10. Die Vernichtung von allem, was uns zu eigen angehört und die von den Quietisten sehr weit getrieben wird, dürfte bei Manchem auch nur eine verstellte Gottlosigkeit sein, wie das, was man von dem Quietismus des Foe berichtet, dem Gründer einer grossen Sekte in China. Nachdem er 40 Jahre seine Religion gepredigt hatte und sich dem Tode nahe fühlte, erklärte er seinen Schülern, dass er ihnen die Wahrheit unter dem Schleier von Bildern verhüllt habe, und dass alles auf Nichts zurückkomme, welches Nichts das oberste Prinzip der Dinge sei.
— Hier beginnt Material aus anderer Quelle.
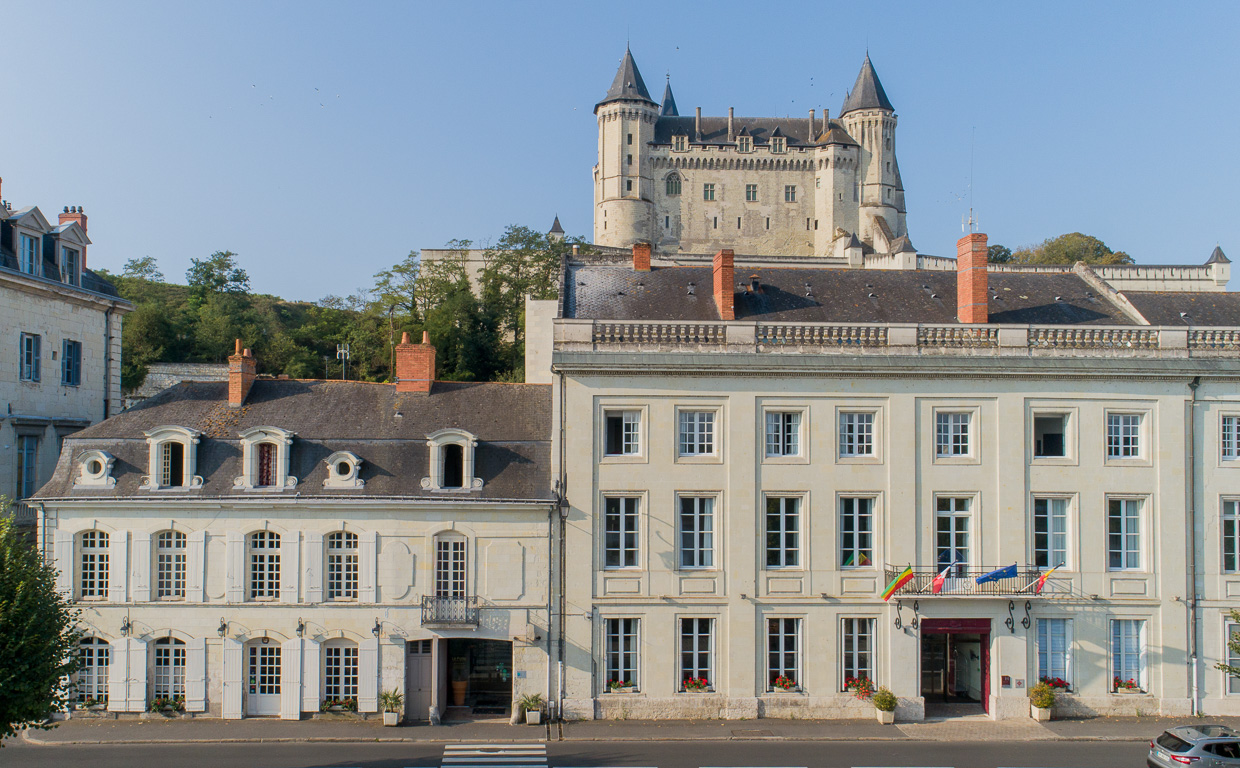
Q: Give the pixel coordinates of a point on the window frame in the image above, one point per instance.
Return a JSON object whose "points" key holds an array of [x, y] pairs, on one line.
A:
{"points": [[1044, 654], [1141, 525], [701, 553]]}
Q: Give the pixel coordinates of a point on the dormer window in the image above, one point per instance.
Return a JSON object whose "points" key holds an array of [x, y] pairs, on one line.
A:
{"points": [[172, 459], [94, 470], [451, 462], [342, 470], [264, 459]]}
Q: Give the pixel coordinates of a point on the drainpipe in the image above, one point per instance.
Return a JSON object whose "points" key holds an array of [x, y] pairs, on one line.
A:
{"points": [[1194, 661]]}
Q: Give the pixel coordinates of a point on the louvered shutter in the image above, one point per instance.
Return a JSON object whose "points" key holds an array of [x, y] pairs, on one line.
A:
{"points": [[140, 572], [137, 676], [290, 679], [367, 562], [368, 676], [118, 566], [314, 572], [62, 550], [234, 572], [311, 678], [195, 567], [118, 675], [196, 675], [233, 676]]}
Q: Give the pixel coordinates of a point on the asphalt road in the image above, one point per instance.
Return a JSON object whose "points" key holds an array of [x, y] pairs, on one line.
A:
{"points": [[590, 754]]}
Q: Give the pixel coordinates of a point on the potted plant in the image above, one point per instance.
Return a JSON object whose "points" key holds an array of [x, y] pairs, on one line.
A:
{"points": [[391, 701], [1042, 697], [884, 705], [784, 684], [696, 685], [532, 706]]}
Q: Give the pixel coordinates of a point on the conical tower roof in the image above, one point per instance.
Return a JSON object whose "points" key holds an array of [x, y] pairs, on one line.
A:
{"points": [[867, 92], [668, 108], [628, 83]]}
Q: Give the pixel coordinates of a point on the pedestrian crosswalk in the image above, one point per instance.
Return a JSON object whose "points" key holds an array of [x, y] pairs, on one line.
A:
{"points": [[495, 756]]}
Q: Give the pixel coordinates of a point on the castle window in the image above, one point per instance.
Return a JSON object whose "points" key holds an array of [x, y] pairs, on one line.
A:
{"points": [[172, 454], [451, 462]]}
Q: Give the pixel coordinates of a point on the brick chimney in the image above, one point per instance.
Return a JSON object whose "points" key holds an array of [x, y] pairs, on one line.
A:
{"points": [[242, 369], [414, 365], [971, 279], [641, 257], [724, 284]]}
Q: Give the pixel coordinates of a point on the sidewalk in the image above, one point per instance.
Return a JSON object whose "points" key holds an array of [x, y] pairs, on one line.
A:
{"points": [[957, 730]]}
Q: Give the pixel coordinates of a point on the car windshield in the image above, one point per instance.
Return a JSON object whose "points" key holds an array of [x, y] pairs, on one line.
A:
{"points": [[1173, 743]]}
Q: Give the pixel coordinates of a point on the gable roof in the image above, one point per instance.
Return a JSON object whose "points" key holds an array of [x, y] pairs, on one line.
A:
{"points": [[867, 92], [628, 83]]}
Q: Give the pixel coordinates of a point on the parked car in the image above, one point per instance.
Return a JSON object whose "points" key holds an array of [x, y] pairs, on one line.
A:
{"points": [[1199, 746]]}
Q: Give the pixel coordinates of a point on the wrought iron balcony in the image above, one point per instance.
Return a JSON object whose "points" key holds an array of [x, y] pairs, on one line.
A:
{"points": [[962, 582], [449, 611]]}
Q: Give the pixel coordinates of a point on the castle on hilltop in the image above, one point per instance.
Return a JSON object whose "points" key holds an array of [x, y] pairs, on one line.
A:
{"points": [[809, 186]]}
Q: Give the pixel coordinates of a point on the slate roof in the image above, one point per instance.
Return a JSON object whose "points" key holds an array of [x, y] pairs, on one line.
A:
{"points": [[628, 83], [867, 92], [836, 295], [385, 428], [714, 130], [1200, 308]]}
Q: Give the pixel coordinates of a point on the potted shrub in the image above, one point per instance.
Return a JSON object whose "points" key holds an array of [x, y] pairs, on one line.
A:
{"points": [[532, 706], [1042, 697], [391, 701], [884, 706]]}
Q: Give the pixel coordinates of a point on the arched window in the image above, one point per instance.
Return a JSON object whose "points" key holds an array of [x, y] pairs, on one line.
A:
{"points": [[264, 566], [450, 566], [93, 566], [169, 669], [339, 671], [342, 566], [170, 566], [91, 683]]}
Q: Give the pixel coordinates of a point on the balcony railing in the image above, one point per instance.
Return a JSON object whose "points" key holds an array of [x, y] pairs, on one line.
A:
{"points": [[962, 582], [449, 611]]}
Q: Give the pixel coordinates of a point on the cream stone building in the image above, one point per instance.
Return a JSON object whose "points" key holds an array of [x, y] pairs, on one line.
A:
{"points": [[61, 329], [280, 547], [768, 186], [754, 452]]}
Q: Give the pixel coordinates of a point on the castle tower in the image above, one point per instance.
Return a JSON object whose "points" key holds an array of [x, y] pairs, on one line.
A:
{"points": [[869, 118], [623, 178]]}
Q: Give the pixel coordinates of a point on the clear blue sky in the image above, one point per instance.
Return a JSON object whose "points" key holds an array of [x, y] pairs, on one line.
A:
{"points": [[324, 142]]}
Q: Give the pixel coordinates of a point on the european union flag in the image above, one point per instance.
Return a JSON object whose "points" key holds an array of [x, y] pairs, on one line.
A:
{"points": [[993, 576]]}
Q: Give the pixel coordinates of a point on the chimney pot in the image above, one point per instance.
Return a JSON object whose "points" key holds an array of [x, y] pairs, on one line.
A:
{"points": [[414, 365], [971, 279], [724, 282]]}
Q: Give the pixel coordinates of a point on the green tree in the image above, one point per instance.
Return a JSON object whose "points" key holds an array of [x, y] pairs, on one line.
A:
{"points": [[143, 269], [1068, 250], [37, 635], [998, 254]]}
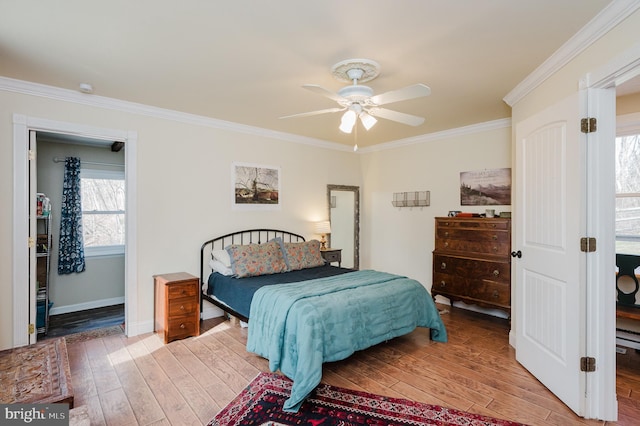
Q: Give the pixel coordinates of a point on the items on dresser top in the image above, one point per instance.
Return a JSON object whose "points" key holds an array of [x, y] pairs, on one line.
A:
{"points": [[472, 261]]}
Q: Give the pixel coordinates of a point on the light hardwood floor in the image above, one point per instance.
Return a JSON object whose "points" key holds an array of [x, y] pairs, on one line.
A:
{"points": [[139, 380]]}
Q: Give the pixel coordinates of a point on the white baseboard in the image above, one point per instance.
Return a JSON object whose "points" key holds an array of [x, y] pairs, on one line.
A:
{"points": [[210, 311], [57, 310]]}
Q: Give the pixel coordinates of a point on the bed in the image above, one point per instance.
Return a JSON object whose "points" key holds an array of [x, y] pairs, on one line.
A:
{"points": [[302, 312]]}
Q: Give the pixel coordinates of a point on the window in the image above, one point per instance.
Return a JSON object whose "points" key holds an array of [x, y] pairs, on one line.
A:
{"points": [[628, 194], [103, 211]]}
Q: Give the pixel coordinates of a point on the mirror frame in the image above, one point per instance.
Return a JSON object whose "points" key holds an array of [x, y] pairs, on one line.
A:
{"points": [[356, 218]]}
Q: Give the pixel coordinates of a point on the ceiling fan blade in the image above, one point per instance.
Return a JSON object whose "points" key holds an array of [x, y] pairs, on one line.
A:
{"points": [[406, 93], [400, 117], [310, 113], [324, 92]]}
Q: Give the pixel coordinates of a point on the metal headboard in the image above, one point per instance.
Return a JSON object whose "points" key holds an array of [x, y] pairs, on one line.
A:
{"points": [[250, 236]]}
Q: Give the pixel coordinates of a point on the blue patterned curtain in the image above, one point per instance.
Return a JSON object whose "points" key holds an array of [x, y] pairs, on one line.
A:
{"points": [[71, 251]]}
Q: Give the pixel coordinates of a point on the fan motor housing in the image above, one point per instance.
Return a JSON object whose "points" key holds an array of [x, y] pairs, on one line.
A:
{"points": [[356, 93]]}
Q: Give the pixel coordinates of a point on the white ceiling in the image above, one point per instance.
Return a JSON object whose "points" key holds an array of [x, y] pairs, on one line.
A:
{"points": [[245, 61]]}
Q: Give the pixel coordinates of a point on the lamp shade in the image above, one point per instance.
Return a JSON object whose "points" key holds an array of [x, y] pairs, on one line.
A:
{"points": [[323, 227]]}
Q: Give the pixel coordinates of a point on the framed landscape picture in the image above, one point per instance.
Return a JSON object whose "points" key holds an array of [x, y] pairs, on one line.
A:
{"points": [[485, 187], [255, 187]]}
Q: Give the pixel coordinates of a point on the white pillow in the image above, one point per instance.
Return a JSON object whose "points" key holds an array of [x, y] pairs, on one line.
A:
{"points": [[222, 256], [219, 267]]}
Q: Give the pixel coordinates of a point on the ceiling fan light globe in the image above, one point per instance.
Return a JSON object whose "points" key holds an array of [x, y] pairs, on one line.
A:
{"points": [[347, 121], [368, 121]]}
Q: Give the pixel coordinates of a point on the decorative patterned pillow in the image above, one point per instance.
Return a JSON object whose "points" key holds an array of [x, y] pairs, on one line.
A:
{"points": [[303, 255], [250, 260]]}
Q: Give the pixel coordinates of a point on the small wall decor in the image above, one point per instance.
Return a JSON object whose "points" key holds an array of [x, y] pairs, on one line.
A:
{"points": [[411, 199], [485, 187], [255, 187]]}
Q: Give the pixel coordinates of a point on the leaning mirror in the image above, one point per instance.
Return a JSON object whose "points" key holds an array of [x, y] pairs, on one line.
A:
{"points": [[343, 203]]}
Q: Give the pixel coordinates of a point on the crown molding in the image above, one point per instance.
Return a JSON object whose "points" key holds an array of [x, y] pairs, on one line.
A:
{"points": [[56, 93], [66, 95], [601, 24], [445, 134]]}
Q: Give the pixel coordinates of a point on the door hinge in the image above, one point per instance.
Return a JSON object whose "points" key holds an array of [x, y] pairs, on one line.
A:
{"points": [[587, 364], [588, 125], [587, 244]]}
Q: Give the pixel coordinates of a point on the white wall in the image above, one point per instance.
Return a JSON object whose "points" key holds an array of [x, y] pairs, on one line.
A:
{"points": [[401, 240], [102, 283], [183, 173]]}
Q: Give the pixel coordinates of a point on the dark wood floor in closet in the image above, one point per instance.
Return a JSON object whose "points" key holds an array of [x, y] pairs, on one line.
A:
{"points": [[74, 322]]}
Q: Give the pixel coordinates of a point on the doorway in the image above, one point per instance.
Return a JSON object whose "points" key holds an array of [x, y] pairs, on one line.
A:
{"points": [[95, 297], [24, 320]]}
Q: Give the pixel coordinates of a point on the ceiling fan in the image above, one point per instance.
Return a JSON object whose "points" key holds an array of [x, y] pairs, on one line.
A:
{"points": [[358, 101]]}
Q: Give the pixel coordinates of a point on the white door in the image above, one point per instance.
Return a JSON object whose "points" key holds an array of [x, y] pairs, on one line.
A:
{"points": [[33, 335], [549, 221]]}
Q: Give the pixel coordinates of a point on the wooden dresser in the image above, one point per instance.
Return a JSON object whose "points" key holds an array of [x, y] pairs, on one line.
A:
{"points": [[177, 305], [472, 261]]}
Dies war, wie es scheint, noch schlimmer, als die Meinung der Averroisten. Beide Lehren können nicht aufrecht erhalten werden und überschreiten die wahren Grenzen. Dennoch haben einige Neuere ohne Bedenken diese allgemeine und eine Seele angenommen, welche die andern verschlingt, und sie hat unter den sogenannten starken Geistern nur zu viel Beifall gefunden. Herr von Preissac, ein Soldat und geistvoller Mann, der sich auch mit Philosophie abgegeben, hat sie in seinen Abhandlungen öffentlich aufgerichtet. Das System der im Voraus eingerichteten Harmonie kann dieses Uebel am besten heilen, da es zeigt, dass es nothwendige, einfache und unausgedehnte Substanzen giebt, welche durch die ganze Natur verbreitet sind. Diese Substanzen bestehen unabhängig von allen anderen, ausgenommen von Gott und sie sind niemals von jedwedem organischen Körper getrennt. Wenn man meint, dass die Seelen, welche nur Wahrnehmung und Empfindung, aber keine Vernunft haben, sterblich seien, oder dass nur vernünftige Seelen eine Empfindung haben können, so bietet dies den Monophysiten viele Angriffspunkte, da man die Menschen kaum dazu überreden wird, dass die Thiere keine Empfindung haben und, wenn man einmal zugiebt, dass der Empfindungsfähige untergehen könne, so kann die Unsterblichkeit der Seele kaum noch auf die Vernunft gestützt werden.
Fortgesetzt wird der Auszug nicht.